In any case, the fear of widespread infection seems to be at odds with the hope of herd immunity. “Absent treatments or vaccines, the only way to acquire immunity is to become infected and recover,” Eichenbaum and his co-authors note. “Sadly, this process involves the death of many people who never recover from an infection. The need to develop ‘herd immunity’ is a property of epidemics [that] serves as an important backdrop for our discussion of optimal policy.” They say “the optimal way to reach this critical level of immunity is gradually increas[ing] containment measures as infections rise and slowly relaxing them as new infections wane.”

In addition to assuming a relatively high mortality rate coupled with widespread infection, Eichenbaum et al.’s calculation does not include the entire economic cost of aggressive intervention. “Our model abstracts from various forces that might affect the long-run performance of the economy,” they write. “These forces include bankruptcy costs, hysteresis effects from unemployment, and the destruction of supply-side chains. It is important to embody these forces in macroeconomic models of epidemics and study their positive and normative implications.”

Last week The New York Times described the cost-effectiveness of COVID-19 control measures as “a taboo question.” Yesterday the Times gingerly raised the issue again. “Can We Put a Price Tag on a Life?” the headline asked. “The Shutdown Forces a New Look.” It sure does.

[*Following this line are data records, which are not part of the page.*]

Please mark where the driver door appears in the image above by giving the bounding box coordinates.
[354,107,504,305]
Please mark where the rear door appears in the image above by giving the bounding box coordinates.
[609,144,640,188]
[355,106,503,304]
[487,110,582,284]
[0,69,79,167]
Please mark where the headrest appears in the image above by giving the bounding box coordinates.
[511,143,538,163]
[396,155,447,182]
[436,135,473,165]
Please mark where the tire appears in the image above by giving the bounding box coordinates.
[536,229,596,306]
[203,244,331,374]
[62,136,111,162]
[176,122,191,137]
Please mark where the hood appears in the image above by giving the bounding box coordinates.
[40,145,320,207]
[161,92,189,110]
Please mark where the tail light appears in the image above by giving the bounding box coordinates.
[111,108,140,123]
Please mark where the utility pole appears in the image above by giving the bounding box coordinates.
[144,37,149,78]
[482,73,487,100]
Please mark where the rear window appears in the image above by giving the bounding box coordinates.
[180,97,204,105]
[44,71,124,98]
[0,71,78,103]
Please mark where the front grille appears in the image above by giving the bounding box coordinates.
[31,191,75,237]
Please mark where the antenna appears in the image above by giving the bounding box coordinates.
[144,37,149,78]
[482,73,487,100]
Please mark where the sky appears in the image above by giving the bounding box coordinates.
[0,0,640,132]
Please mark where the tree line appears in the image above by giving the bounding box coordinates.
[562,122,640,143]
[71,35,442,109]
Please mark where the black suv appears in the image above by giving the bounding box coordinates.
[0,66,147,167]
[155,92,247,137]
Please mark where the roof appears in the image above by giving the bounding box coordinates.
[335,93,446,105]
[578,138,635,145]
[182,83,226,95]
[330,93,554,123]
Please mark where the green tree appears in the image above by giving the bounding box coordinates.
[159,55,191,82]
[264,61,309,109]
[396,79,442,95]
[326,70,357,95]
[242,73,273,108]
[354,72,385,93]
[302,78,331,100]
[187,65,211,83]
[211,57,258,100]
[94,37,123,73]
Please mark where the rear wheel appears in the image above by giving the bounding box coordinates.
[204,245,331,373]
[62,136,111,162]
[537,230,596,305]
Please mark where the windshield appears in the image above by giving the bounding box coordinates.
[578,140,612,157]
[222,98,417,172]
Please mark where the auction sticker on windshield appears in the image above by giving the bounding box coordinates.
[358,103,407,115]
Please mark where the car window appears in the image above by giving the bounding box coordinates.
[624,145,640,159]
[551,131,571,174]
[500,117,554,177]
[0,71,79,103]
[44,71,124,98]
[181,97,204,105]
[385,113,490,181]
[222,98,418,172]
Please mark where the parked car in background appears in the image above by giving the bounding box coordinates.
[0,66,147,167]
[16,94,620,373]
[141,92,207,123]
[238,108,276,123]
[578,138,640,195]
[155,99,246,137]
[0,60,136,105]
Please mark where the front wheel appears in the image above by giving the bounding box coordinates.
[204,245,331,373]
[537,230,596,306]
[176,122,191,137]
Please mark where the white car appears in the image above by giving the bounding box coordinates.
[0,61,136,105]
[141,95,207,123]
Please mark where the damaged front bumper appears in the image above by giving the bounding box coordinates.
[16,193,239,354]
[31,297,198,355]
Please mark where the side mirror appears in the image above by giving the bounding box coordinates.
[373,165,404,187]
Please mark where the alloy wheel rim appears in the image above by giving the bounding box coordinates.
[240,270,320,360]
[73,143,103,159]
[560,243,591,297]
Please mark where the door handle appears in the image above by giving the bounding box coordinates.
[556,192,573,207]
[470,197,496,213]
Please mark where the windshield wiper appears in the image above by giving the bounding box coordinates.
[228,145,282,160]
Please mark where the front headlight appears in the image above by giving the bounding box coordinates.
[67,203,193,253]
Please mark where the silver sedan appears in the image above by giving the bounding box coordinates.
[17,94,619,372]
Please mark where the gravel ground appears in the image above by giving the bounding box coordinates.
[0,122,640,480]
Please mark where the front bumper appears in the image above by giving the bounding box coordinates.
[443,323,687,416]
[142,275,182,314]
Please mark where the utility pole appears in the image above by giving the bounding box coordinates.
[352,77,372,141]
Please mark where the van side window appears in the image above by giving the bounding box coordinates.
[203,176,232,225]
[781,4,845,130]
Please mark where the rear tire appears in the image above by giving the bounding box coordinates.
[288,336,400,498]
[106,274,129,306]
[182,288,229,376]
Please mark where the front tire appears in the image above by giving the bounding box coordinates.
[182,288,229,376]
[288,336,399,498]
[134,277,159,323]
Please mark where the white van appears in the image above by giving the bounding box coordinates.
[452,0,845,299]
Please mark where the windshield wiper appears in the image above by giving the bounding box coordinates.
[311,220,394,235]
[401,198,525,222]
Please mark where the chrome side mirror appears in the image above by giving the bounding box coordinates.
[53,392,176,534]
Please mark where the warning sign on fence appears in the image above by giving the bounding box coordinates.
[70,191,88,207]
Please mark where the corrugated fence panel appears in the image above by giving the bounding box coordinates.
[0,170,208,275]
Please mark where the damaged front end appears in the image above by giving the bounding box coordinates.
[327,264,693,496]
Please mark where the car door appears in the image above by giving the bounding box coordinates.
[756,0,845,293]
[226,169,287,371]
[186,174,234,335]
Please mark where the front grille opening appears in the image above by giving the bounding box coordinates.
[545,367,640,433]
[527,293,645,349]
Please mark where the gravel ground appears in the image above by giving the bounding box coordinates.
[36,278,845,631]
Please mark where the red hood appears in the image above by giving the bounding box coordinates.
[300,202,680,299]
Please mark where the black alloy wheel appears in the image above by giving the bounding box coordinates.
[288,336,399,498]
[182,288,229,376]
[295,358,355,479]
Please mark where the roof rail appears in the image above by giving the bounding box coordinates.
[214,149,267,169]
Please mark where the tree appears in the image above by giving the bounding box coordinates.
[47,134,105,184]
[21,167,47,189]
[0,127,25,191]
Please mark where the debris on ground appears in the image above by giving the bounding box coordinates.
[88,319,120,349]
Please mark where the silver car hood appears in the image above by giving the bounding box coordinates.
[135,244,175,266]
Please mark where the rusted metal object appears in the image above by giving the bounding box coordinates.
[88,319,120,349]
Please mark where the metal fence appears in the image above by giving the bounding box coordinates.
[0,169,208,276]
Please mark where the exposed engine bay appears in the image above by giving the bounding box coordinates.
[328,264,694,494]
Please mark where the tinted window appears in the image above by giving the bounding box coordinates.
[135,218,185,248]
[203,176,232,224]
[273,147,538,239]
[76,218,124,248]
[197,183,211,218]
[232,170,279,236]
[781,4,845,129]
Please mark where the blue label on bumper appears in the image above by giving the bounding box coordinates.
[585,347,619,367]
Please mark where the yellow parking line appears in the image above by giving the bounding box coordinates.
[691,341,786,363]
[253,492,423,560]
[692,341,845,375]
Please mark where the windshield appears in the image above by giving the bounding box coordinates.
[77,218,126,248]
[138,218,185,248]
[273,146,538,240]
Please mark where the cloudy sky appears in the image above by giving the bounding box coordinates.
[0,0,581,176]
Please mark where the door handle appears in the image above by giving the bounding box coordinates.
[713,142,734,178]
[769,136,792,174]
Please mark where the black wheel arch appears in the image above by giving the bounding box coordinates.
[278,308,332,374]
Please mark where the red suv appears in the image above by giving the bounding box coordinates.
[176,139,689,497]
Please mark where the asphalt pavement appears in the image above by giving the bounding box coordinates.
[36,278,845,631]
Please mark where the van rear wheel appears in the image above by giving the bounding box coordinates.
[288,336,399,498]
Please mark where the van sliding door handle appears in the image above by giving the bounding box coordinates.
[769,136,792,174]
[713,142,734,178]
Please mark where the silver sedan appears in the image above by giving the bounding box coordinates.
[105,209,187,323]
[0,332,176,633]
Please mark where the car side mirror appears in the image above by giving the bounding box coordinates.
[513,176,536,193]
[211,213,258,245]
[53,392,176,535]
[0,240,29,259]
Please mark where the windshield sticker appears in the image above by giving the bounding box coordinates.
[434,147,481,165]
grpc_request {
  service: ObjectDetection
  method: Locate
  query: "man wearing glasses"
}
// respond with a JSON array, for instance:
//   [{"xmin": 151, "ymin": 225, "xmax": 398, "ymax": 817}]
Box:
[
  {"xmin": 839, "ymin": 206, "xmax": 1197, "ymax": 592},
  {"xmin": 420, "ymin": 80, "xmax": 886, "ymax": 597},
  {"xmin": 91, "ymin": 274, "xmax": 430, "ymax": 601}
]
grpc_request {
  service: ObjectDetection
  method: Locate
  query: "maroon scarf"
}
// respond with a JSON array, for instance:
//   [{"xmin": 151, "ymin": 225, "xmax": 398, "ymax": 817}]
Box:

“Economists should be doing this cost-benefit analysis,” Stanford economic historian Walter Scheidel told the Times. “Why is nobody putting some numbers on the economic costs of a monthlong or a yearlong shutdown against the lives saved? The whole discipline is well equipped for it. But there is some reluctance for people to stick their neck out.”

Eichenbaum, Rebelo, and Trabandt deserve credit for sticking their necks out. But their effort underlines the shaky empirical basis for supporting (or opposing) shutdowns. When “the best estimates” for COVID-19’s CFR range from 0.1 percent to 1 percent, as Assistant Secretary for Health Brett Giroir told reporters earlier this month—or possibly from 0.05 percent to 1 percent, as Stanford epidemiologist John Ioannidis suggests—it is hard to say with any confidence whether these measures can be rationally justified, or for how long.